Machine Learning Applications In Software Engineering

There exists a wide spectrum of the availabilities for data and domain theories (models) in software engineering tasks. Quantitatively, some tasks may be data-rich while others data-poor; qualitatively, available data may be ranging from noisy, incomplete to accurate, adequate.
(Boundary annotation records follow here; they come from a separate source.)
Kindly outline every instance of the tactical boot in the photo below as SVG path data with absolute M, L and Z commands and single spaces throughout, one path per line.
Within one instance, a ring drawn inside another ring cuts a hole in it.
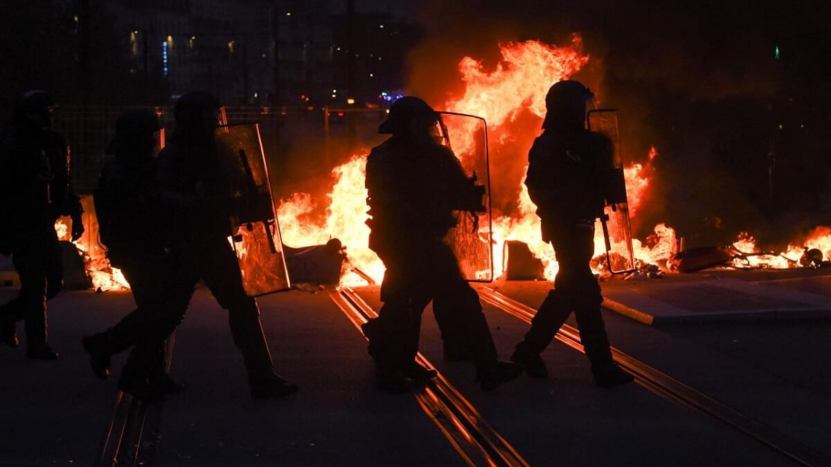
M 375 377 L 375 388 L 390 394 L 406 394 L 412 389 L 412 384 L 399 372 L 379 374 Z
M 420 366 L 417 361 L 412 361 L 401 370 L 401 376 L 420 384 L 426 383 L 435 378 L 439 373 Z
M 510 361 L 496 361 L 476 369 L 476 381 L 483 391 L 493 391 L 522 374 L 522 366 Z
M 155 391 L 162 394 L 178 394 L 184 390 L 184 385 L 165 372 L 150 373 L 148 382 Z
M 57 352 L 52 350 L 46 342 L 33 344 L 27 347 L 26 358 L 32 360 L 57 360 Z
M 81 340 L 84 351 L 90 355 L 90 367 L 100 380 L 110 376 L 110 352 L 102 345 L 101 334 L 87 336 Z
M 297 385 L 290 383 L 275 375 L 267 380 L 252 382 L 251 398 L 255 400 L 282 399 L 294 394 L 298 389 Z
M 158 401 L 165 396 L 160 387 L 150 383 L 147 376 L 134 373 L 125 366 L 118 379 L 118 388 L 139 401 Z
M 598 387 L 615 387 L 635 381 L 632 375 L 621 369 L 614 361 L 592 365 L 594 383 Z
M 17 340 L 17 322 L 5 317 L 0 318 L 0 343 L 15 348 L 20 343 Z
M 518 347 L 511 356 L 511 361 L 516 363 L 532 378 L 546 380 L 548 378 L 548 369 L 539 354 L 532 355 L 521 351 Z

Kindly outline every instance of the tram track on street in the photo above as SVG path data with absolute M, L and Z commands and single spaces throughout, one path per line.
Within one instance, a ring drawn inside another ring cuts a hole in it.
M 531 322 L 537 311 L 527 305 L 509 298 L 499 292 L 488 288 L 477 288 L 482 299 L 508 314 L 527 323 Z M 568 347 L 583 352 L 580 343 L 579 331 L 568 324 L 557 333 L 556 338 Z M 705 414 L 712 420 L 725 425 L 750 438 L 764 447 L 783 456 L 792 463 L 804 466 L 831 466 L 831 459 L 809 446 L 753 420 L 741 412 L 715 401 L 672 376 L 612 347 L 612 355 L 621 367 L 635 377 L 635 382 L 645 389 L 669 400 Z
M 361 334 L 361 325 L 377 317 L 375 310 L 351 288 L 332 291 L 330 297 Z M 435 369 L 420 353 L 416 361 Z M 430 382 L 415 390 L 414 396 L 468 465 L 529 465 L 440 372 Z
M 167 341 L 165 371 L 170 371 L 176 333 Z M 118 390 L 110 420 L 96 455 L 95 467 L 152 465 L 159 442 L 164 396 L 146 402 Z

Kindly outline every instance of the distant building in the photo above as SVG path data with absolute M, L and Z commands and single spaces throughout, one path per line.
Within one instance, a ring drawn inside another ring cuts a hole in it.
M 250 104 L 273 92 L 272 10 L 262 2 L 111 0 L 132 71 L 164 76 L 175 98 L 190 90 Z M 150 3 L 150 4 L 149 4 Z
M 350 98 L 361 104 L 403 86 L 406 52 L 420 30 L 391 13 L 349 17 L 345 4 L 341 0 L 100 3 L 114 16 L 113 28 L 130 71 L 164 76 L 171 98 L 199 89 L 228 104 L 293 107 L 345 105 Z

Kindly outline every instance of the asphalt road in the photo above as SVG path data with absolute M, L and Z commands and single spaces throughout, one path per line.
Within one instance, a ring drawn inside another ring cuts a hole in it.
M 527 305 L 546 284 L 501 284 Z M 360 294 L 376 309 L 377 291 Z M 0 290 L 0 301 L 12 296 Z M 276 368 L 300 385 L 283 401 L 248 398 L 227 313 L 197 292 L 177 331 L 171 374 L 188 385 L 165 399 L 155 465 L 455 465 L 460 458 L 411 396 L 381 395 L 363 337 L 326 293 L 259 300 Z M 50 303 L 55 362 L 0 348 L 0 465 L 91 465 L 116 396 L 92 376 L 82 336 L 132 308 L 129 293 L 70 292 Z M 500 355 L 528 325 L 485 307 Z M 681 381 L 828 453 L 831 445 L 831 322 L 713 322 L 653 327 L 604 315 L 612 344 Z M 22 327 L 19 326 L 22 331 Z M 421 349 L 532 465 L 787 465 L 737 432 L 631 385 L 594 387 L 588 361 L 555 341 L 551 379 L 521 376 L 483 392 L 470 365 L 442 360 L 425 313 Z M 114 368 L 123 363 L 116 359 Z

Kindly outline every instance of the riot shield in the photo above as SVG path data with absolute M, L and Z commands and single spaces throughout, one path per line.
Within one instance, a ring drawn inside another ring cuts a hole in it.
M 607 186 L 606 207 L 600 218 L 606 242 L 607 264 L 612 274 L 632 273 L 635 270 L 635 252 L 632 245 L 632 224 L 626 194 L 617 111 L 589 111 L 588 120 L 589 131 L 605 135 L 612 141 L 613 150 L 611 177 Z
M 259 125 L 219 126 L 215 140 L 234 194 L 229 205 L 230 239 L 245 292 L 257 297 L 288 288 L 288 272 Z
M 454 151 L 471 183 L 456 212 L 456 225 L 445 241 L 459 260 L 462 276 L 470 282 L 494 280 L 491 248 L 490 169 L 488 126 L 484 119 L 439 112 L 438 134 Z

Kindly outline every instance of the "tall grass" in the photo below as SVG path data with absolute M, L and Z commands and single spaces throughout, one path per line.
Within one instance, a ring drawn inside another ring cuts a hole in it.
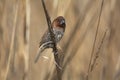
M 101 0 L 45 0 L 51 21 L 66 19 L 61 47 L 62 80 L 85 80 Z M 119 80 L 120 1 L 104 0 L 89 80 Z M 41 0 L 0 0 L 0 80 L 57 80 L 51 49 L 34 64 L 47 29 Z M 106 31 L 107 29 L 107 31 Z M 105 35 L 105 37 L 104 37 Z M 99 54 L 98 54 L 99 53 Z

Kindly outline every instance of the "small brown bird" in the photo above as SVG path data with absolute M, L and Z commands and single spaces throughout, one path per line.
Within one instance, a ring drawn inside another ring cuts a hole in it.
M 52 27 L 53 27 L 53 33 L 55 35 L 55 41 L 58 43 L 61 38 L 64 35 L 65 32 L 65 19 L 62 16 L 57 17 L 56 19 L 53 20 L 52 22 Z M 52 48 L 53 47 L 53 42 L 51 40 L 50 32 L 47 30 L 44 35 L 42 36 L 42 39 L 40 41 L 39 45 L 39 50 L 37 52 L 37 56 L 35 58 L 35 63 L 38 61 L 40 54 L 47 48 Z

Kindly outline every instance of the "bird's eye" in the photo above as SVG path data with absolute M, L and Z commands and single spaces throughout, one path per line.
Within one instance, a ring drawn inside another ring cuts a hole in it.
M 65 25 L 65 20 L 61 20 L 60 25 Z

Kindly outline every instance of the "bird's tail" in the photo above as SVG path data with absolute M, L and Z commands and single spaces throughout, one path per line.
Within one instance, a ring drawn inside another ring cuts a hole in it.
M 35 60 L 34 60 L 35 63 L 38 61 L 38 59 L 43 51 L 44 51 L 44 48 L 39 47 L 37 54 L 36 54 L 36 57 L 35 57 Z

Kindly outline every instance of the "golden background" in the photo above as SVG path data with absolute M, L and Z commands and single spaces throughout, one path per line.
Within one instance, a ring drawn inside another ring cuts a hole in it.
M 65 56 L 62 80 L 86 80 L 92 53 L 89 80 L 120 80 L 120 0 L 104 0 L 100 16 L 101 3 L 45 0 L 51 20 L 66 19 L 59 43 Z M 34 63 L 47 28 L 41 0 L 0 0 L 0 80 L 57 80 L 51 49 Z

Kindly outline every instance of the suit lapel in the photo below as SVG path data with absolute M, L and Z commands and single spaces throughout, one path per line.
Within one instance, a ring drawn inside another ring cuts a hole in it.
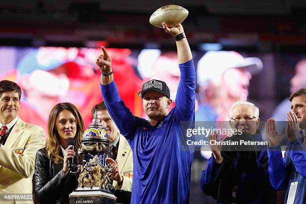
M 117 161 L 119 166 L 124 166 L 128 160 L 128 156 L 130 154 L 130 150 L 128 148 L 128 144 L 125 138 L 121 134 L 119 134 L 120 137 L 119 146 L 118 147 L 118 154 L 117 154 Z M 123 168 L 120 168 L 120 173 L 122 174 Z
M 13 127 L 10 133 L 8 135 L 8 140 L 4 144 L 4 146 L 12 148 L 14 144 L 18 140 L 18 138 L 24 132 L 24 122 L 20 118 L 18 118 L 16 124 Z

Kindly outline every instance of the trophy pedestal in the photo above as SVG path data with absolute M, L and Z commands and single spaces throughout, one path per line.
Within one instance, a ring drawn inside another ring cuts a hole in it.
M 69 203 L 114 204 L 116 198 L 109 190 L 100 188 L 78 188 L 69 195 Z

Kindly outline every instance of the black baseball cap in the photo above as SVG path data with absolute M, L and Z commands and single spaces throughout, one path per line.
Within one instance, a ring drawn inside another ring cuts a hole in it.
M 151 80 L 142 85 L 142 90 L 138 93 L 138 96 L 143 97 L 144 94 L 149 90 L 155 90 L 164 94 L 170 98 L 170 90 L 164 82 L 157 80 Z

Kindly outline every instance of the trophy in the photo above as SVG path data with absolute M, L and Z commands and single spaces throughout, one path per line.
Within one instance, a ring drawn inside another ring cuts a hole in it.
M 110 168 L 106 165 L 109 146 L 108 134 L 96 110 L 92 124 L 83 134 L 80 150 L 84 156 L 82 164 L 78 165 L 76 172 L 71 172 L 80 173 L 80 176 L 78 188 L 69 195 L 70 204 L 115 204 L 116 198 L 108 189 Z

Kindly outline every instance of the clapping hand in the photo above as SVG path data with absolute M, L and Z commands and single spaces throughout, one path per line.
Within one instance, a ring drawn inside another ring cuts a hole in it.
M 217 163 L 221 163 L 222 160 L 222 156 L 221 156 L 221 144 L 215 144 L 219 142 L 219 138 L 216 134 L 216 130 L 214 130 L 214 134 L 210 134 L 208 136 L 208 144 L 210 150 L 214 154 L 214 158 Z M 210 144 L 210 141 L 212 140 L 212 143 L 214 144 Z
M 289 142 L 298 138 L 298 135 L 300 120 L 292 110 L 287 114 L 287 135 Z
M 275 120 L 272 118 L 270 118 L 266 120 L 264 126 L 266 128 L 266 135 L 269 145 L 270 146 L 280 145 L 284 138 L 284 128 L 282 128 L 280 134 L 278 134 L 276 122 Z

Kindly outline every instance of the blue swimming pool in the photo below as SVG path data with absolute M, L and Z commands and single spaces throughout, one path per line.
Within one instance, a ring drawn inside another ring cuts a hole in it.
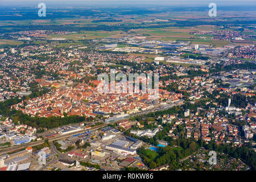
M 158 147 L 166 147 L 166 146 L 164 146 L 163 144 L 158 144 Z
M 149 149 L 154 150 L 155 151 L 158 151 L 158 148 L 155 147 L 151 147 L 149 148 Z

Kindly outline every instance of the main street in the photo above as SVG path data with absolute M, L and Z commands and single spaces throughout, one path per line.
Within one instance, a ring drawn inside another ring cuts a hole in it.
M 181 103 L 183 103 L 183 101 L 181 100 Z M 174 103 L 174 104 L 168 104 L 166 106 L 159 106 L 158 107 L 155 107 L 148 110 L 146 110 L 146 111 L 141 111 L 141 112 L 139 112 L 139 113 L 136 113 L 134 114 L 131 114 L 131 116 L 135 116 L 135 115 L 144 115 L 144 114 L 148 114 L 151 112 L 154 112 L 154 111 L 162 111 L 162 110 L 167 110 L 168 109 L 172 107 L 173 106 L 176 105 L 176 103 Z M 103 121 L 100 121 L 101 122 L 103 122 Z M 119 121 L 115 121 L 113 122 L 112 122 L 111 123 L 117 123 L 118 122 L 119 122 Z M 94 130 L 96 130 L 100 128 L 105 127 L 108 126 L 108 125 L 109 125 L 110 123 L 104 123 L 102 125 L 99 125 L 99 126 L 94 126 L 91 129 L 90 129 L 90 131 L 94 131 Z M 66 138 L 68 138 L 70 136 L 72 136 L 76 134 L 81 134 L 81 133 L 84 133 L 85 131 L 87 130 L 87 129 L 84 129 L 84 130 L 81 130 L 81 131 L 76 131 L 76 132 L 74 132 L 72 133 L 70 133 L 70 134 L 65 134 L 65 135 L 57 135 L 53 137 L 52 137 L 51 138 L 48 139 L 49 142 L 53 142 L 54 140 L 60 140 L 60 139 L 63 139 Z M 19 146 L 13 146 L 13 147 L 9 147 L 7 148 L 5 148 L 4 150 L 2 150 L 1 151 L 0 151 L 0 155 L 3 155 L 4 154 L 6 154 L 8 152 L 13 152 L 15 150 L 22 150 L 23 148 L 26 148 L 27 147 L 34 147 L 34 146 L 36 146 L 39 144 L 42 144 L 43 143 L 44 143 L 44 141 L 46 140 L 46 139 L 42 139 L 40 141 L 36 141 L 36 142 L 30 142 L 30 143 L 24 143 L 24 144 L 22 144 Z

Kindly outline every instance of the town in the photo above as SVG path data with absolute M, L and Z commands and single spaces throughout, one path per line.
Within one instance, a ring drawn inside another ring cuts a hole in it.
M 142 26 L 123 31 L 0 28 L 17 44 L 0 43 L 1 171 L 255 169 L 255 26 L 154 16 L 106 22 Z

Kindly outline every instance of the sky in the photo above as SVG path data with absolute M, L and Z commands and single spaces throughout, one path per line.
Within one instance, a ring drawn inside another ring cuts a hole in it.
M 216 3 L 217 5 L 219 6 L 256 5 L 256 0 L 0 0 L 0 7 L 5 6 L 35 7 L 41 2 L 44 3 L 49 6 L 68 5 L 73 7 L 79 6 L 80 5 L 159 5 L 175 6 L 200 6 L 209 5 L 211 2 Z

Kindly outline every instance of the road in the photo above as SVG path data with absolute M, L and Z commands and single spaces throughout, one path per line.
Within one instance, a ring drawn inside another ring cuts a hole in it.
M 181 101 L 183 102 L 183 101 Z M 143 115 L 143 114 L 148 114 L 151 112 L 154 112 L 154 111 L 161 111 L 161 110 L 167 110 L 168 109 L 171 107 L 172 107 L 173 106 L 176 105 L 176 104 L 174 103 L 174 104 L 169 104 L 167 105 L 166 106 L 161 106 L 162 107 L 158 107 L 156 108 L 154 108 L 150 110 L 148 110 L 144 111 L 141 111 L 139 113 L 134 113 L 133 114 L 131 114 L 131 116 L 135 116 L 135 115 Z M 113 122 L 112 122 L 111 123 L 117 123 L 118 122 L 119 122 L 120 121 L 115 121 Z M 90 131 L 93 131 L 93 130 L 97 130 L 100 128 L 103 127 L 104 126 L 106 126 L 107 125 L 109 125 L 110 123 L 104 123 L 101 125 L 100 126 L 95 126 L 94 127 L 92 127 L 90 129 Z M 65 135 L 57 135 L 52 138 L 50 138 L 48 139 L 49 142 L 53 142 L 54 140 L 60 140 L 60 139 L 63 139 L 66 138 L 68 138 L 70 136 L 72 136 L 76 134 L 81 134 L 82 133 L 84 133 L 87 129 L 84 129 L 81 131 L 77 131 L 77 132 L 74 132 L 72 133 L 70 133 L 70 134 L 65 134 Z M 14 150 L 21 150 L 22 148 L 26 148 L 27 147 L 34 147 L 35 146 L 38 146 L 41 144 L 43 144 L 44 143 L 46 139 L 43 139 L 41 140 L 40 141 L 36 141 L 36 142 L 30 142 L 30 143 L 24 143 L 24 144 L 22 144 L 19 146 L 13 146 L 11 147 L 9 147 L 7 148 L 5 148 L 4 150 L 1 151 L 0 151 L 0 155 L 3 155 L 4 154 L 6 154 L 10 152 L 12 152 Z

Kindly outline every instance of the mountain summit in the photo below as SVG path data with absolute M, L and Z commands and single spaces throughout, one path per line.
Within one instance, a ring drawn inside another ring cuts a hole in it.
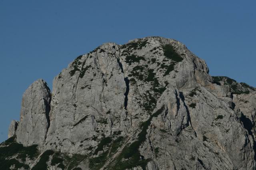
M 256 89 L 172 39 L 104 43 L 23 95 L 0 169 L 252 170 Z

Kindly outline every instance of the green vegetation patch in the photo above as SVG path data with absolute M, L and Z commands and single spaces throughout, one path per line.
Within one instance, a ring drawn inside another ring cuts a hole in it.
M 87 70 L 91 67 L 91 65 L 88 65 L 86 66 L 85 68 L 84 68 L 84 67 L 82 68 L 82 70 L 81 71 L 81 73 L 80 73 L 80 75 L 79 75 L 79 77 L 80 78 L 83 78 L 84 76 L 84 74 L 85 74 L 85 72 Z
M 112 140 L 110 137 L 103 138 L 98 146 L 98 148 L 95 150 L 94 154 L 97 154 L 98 152 L 103 150 L 104 146 L 108 145 L 111 143 Z
M 175 63 L 171 63 L 168 65 L 165 65 L 164 64 L 162 64 L 161 65 L 162 68 L 164 68 L 166 69 L 164 74 L 164 77 L 168 75 L 172 71 L 174 70 L 174 65 L 175 65 Z
M 87 158 L 87 156 L 79 154 L 74 154 L 71 157 L 66 155 L 65 156 L 65 157 L 68 165 L 67 170 L 71 170 L 77 166 L 82 161 Z M 59 164 L 57 167 L 60 167 L 60 166 L 63 166 L 62 168 L 62 167 L 60 168 L 65 169 L 64 166 L 62 164 Z
M 79 61 L 82 59 L 82 57 L 83 57 L 82 55 L 79 55 L 78 56 L 75 60 L 74 62 L 72 63 L 72 66 L 73 67 L 73 70 L 71 70 L 70 71 L 69 73 L 70 74 L 71 76 L 73 76 L 76 71 L 80 71 L 80 69 L 78 68 L 78 66 L 81 65 L 82 63 Z
M 162 47 L 164 51 L 164 55 L 167 58 L 171 60 L 170 63 L 166 64 L 164 62 L 167 61 L 166 60 L 163 60 L 163 63 L 161 65 L 161 68 L 166 69 L 164 76 L 169 75 L 170 73 L 174 69 L 174 65 L 183 60 L 183 58 L 180 57 L 180 55 L 177 53 L 173 47 L 170 44 L 167 44 Z
M 220 83 L 223 81 L 224 85 L 228 85 L 230 91 L 233 94 L 249 94 L 250 90 L 255 91 L 256 89 L 244 83 L 239 83 L 234 79 L 225 76 L 212 76 L 214 82 Z
M 14 165 L 16 169 L 23 167 L 25 169 L 29 169 L 29 166 L 21 162 L 16 159 L 21 159 L 23 162 L 26 161 L 26 158 L 34 159 L 38 155 L 37 145 L 24 147 L 22 144 L 15 141 L 16 136 L 9 138 L 3 142 L 2 147 L 0 147 L 0 169 L 10 169 Z M 17 155 L 16 158 L 8 159 Z
M 176 62 L 180 62 L 183 60 L 183 58 L 177 53 L 172 45 L 167 44 L 163 46 L 162 48 L 164 50 L 164 55 L 167 58 Z
M 147 44 L 149 43 L 148 40 L 139 40 L 137 42 L 132 42 L 126 44 L 122 45 L 121 48 L 126 48 L 126 51 L 130 51 L 133 49 L 141 49 L 142 47 L 146 47 Z

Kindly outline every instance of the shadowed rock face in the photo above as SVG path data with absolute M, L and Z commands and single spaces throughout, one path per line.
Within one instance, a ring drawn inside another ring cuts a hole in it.
M 60 152 L 64 169 L 254 169 L 256 89 L 208 73 L 174 40 L 105 43 L 55 77 L 52 99 L 33 83 L 9 135 Z

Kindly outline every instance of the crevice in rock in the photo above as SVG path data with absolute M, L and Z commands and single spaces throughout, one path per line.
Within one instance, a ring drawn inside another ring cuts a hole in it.
M 129 93 L 129 91 L 130 90 L 130 86 L 129 84 L 130 83 L 130 80 L 128 79 L 128 77 L 126 77 L 124 78 L 124 81 L 125 81 L 125 84 L 126 85 L 126 89 L 124 93 L 124 109 L 126 110 L 127 107 L 127 103 L 128 103 L 128 93 Z
M 117 58 L 117 62 L 118 63 L 118 65 L 119 65 L 119 67 L 120 67 L 120 68 L 121 69 L 121 71 L 124 73 L 124 69 L 123 68 L 123 65 L 122 64 L 122 63 L 120 62 L 120 60 L 119 59 Z
M 183 103 L 184 103 L 184 106 L 185 107 L 186 111 L 187 111 L 188 122 L 189 122 L 190 125 L 191 125 L 191 128 L 192 128 L 192 129 L 193 129 L 193 130 L 194 131 L 194 133 L 195 134 L 195 136 L 196 136 L 196 137 L 197 137 L 196 132 L 194 128 L 193 128 L 193 126 L 192 126 L 192 124 L 191 123 L 191 119 L 190 119 L 190 113 L 189 113 L 189 111 L 188 111 L 188 106 L 187 106 L 187 105 L 186 104 L 186 103 L 185 102 L 185 97 L 184 97 L 184 95 L 183 95 L 183 93 L 182 93 L 182 92 L 180 92 L 179 95 L 180 95 L 180 99 L 181 99 L 181 100 L 182 101 L 182 102 L 183 102 Z
M 44 99 L 44 105 L 46 107 L 46 111 L 45 111 L 45 117 L 46 118 L 46 121 L 47 121 L 47 126 L 46 127 L 46 132 L 45 134 L 45 136 L 44 137 L 44 139 L 45 140 L 46 138 L 46 136 L 47 136 L 47 133 L 48 132 L 48 130 L 49 130 L 49 128 L 50 128 L 50 112 L 51 111 L 51 101 L 52 100 L 51 97 L 50 95 L 50 99 L 49 102 L 48 102 L 45 99 Z
M 206 169 L 206 170 L 207 169 L 207 168 L 206 168 L 206 167 L 205 166 L 204 164 L 204 163 L 203 163 L 203 162 L 201 160 L 198 158 L 197 159 L 197 160 L 198 160 L 198 162 L 199 162 L 199 163 L 200 164 L 201 164 L 201 165 L 202 166 L 203 168 L 204 168 L 204 169 Z
M 177 103 L 177 113 L 178 113 L 179 111 L 179 110 L 180 110 L 180 99 L 178 97 L 178 93 L 176 90 L 175 90 L 175 96 L 176 97 L 176 103 Z

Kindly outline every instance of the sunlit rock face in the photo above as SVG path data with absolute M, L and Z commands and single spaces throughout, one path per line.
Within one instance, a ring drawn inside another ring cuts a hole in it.
M 174 40 L 105 43 L 56 77 L 52 94 L 34 83 L 9 137 L 38 145 L 30 168 L 47 156 L 51 169 L 254 169 L 256 89 L 208 73 Z

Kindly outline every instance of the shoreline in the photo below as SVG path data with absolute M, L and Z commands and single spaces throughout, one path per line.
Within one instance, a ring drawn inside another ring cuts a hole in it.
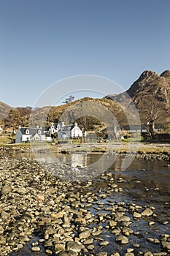
M 135 197 L 140 181 L 131 184 L 121 173 L 106 171 L 93 180 L 71 181 L 35 160 L 1 157 L 0 163 L 3 256 L 169 255 L 169 201 L 159 202 L 161 189 L 150 189 L 155 205 L 148 190 L 142 200 Z

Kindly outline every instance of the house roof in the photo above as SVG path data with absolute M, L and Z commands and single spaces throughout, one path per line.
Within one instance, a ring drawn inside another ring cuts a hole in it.
M 20 130 L 23 135 L 26 135 L 26 130 L 29 131 L 29 135 L 34 136 L 36 133 L 40 129 L 42 133 L 44 134 L 44 131 L 41 128 L 29 128 L 29 127 L 22 127 Z

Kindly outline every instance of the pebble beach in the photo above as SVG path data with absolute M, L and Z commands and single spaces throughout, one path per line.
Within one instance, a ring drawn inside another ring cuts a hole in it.
M 72 173 L 1 155 L 0 255 L 170 255 L 169 201 L 160 218 L 152 203 L 124 200 L 125 181 L 109 170 L 75 181 L 61 170 Z

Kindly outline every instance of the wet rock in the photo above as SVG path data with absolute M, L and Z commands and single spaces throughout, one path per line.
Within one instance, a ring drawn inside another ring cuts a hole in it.
M 56 253 L 65 251 L 65 244 L 58 244 L 58 243 L 55 244 L 54 244 L 54 251 Z
M 41 249 L 38 246 L 33 246 L 31 248 L 32 252 L 40 252 Z
M 121 244 L 125 244 L 128 243 L 128 238 L 123 235 L 120 235 L 117 236 L 115 238 L 115 241 Z
M 139 212 L 134 211 L 133 214 L 133 217 L 134 219 L 138 219 L 142 217 L 142 214 L 139 214 Z
M 149 226 L 153 226 L 155 225 L 155 222 L 153 221 L 150 221 L 148 222 Z
M 170 249 L 170 241 L 161 241 L 161 246 L 166 249 Z
M 9 218 L 10 217 L 10 214 L 9 214 L 8 212 L 7 211 L 2 211 L 1 214 L 1 218 L 4 219 L 7 219 Z
M 117 222 L 115 222 L 115 220 L 110 220 L 109 225 L 111 227 L 115 227 L 117 225 Z
M 108 241 L 103 241 L 99 244 L 100 244 L 100 246 L 106 246 L 109 244 L 109 242 L 108 242 Z
M 88 238 L 90 234 L 91 234 L 90 230 L 82 231 L 79 234 L 80 239 Z
M 145 216 L 151 216 L 153 214 L 152 211 L 150 208 L 146 208 L 146 209 L 144 209 L 142 212 L 142 215 L 145 217 Z
M 25 187 L 19 187 L 18 189 L 18 193 L 24 195 L 26 193 L 26 189 Z
M 67 251 L 74 251 L 74 252 L 80 252 L 81 251 L 81 249 L 82 249 L 82 245 L 79 244 L 77 242 L 74 242 L 74 241 L 68 241 L 66 243 L 66 250 Z
M 160 241 L 157 238 L 147 238 L 147 241 L 152 244 L 160 244 Z
M 96 255 L 96 256 L 107 256 L 107 252 L 99 252 Z
M 6 195 L 9 194 L 12 192 L 12 187 L 9 185 L 5 185 L 2 187 L 1 190 L 1 195 Z
M 153 256 L 152 253 L 147 251 L 147 252 L 144 253 L 144 256 Z

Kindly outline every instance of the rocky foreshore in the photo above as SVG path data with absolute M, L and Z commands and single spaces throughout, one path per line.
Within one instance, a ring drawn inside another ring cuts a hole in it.
M 112 172 L 72 181 L 55 175 L 72 173 L 67 165 L 4 156 L 0 164 L 0 255 L 169 255 L 168 217 L 161 223 L 153 206 L 122 200 L 128 189 Z

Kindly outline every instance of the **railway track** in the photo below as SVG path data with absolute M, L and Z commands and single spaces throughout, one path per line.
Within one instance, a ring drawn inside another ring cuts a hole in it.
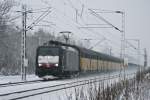
M 132 74 L 135 74 L 135 73 L 132 73 Z M 131 75 L 131 74 L 128 74 L 128 75 Z M 18 99 L 23 99 L 23 98 L 27 98 L 27 97 L 31 97 L 31 96 L 40 95 L 40 94 L 59 91 L 59 90 L 63 90 L 63 89 L 69 89 L 69 88 L 73 88 L 73 87 L 83 86 L 86 84 L 103 82 L 104 80 L 118 78 L 119 76 L 120 75 L 113 75 L 113 76 L 103 77 L 103 78 L 102 77 L 101 78 L 91 78 L 91 79 L 74 81 L 74 82 L 69 82 L 69 83 L 64 83 L 64 84 L 53 85 L 53 86 L 45 86 L 45 87 L 40 87 L 40 88 L 9 92 L 9 93 L 0 94 L 0 98 L 2 98 L 4 100 L 5 99 L 18 100 Z
M 0 84 L 1 87 L 9 87 L 9 86 L 17 86 L 17 85 L 25 85 L 25 84 L 33 84 L 33 83 L 40 83 L 42 80 L 33 80 L 33 81 L 25 81 L 25 82 L 12 82 L 12 83 L 4 83 Z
On the other hand, the availability of a domain theory (a model or models, or some background knowledge) for a given SE task may vary from correct and complete, to inaccurate or incomplete, or to nonexistent.
Two paradigms exist in ML: inductive (or empirical) learning and analytical learning, and comparison of the two yields the following result in Table 29 [105].
| Inductive Learning | Analytical Learning | |
|---|---|---|
| Objective | Formulate general hypotheses that fit observed training data | Formulate general hypotheses that fit domain theory |
| Justification | Statistical inference | Deductive inference |
| Advantage | Require no prior knowledge | Learn from scarce data |
| Disadvantage | Can fail if there exist scarce data, or incorrect inductive bias | Can be misled when given incorrect or insufficient domain theory |
| Method | DT, NN, GA, ILP | AL, EBL |
Because the availability and utilization of data and domain theory play a pivotal role in these two paradigms (learning objectives, complementary merits and demerits), we can use data and domain theory as guiding factors in considering the adoption of learning methods (Figure 13).
When a given task is data-rich, methods of inductive learning can be considered. If there exists a well-defined model for a...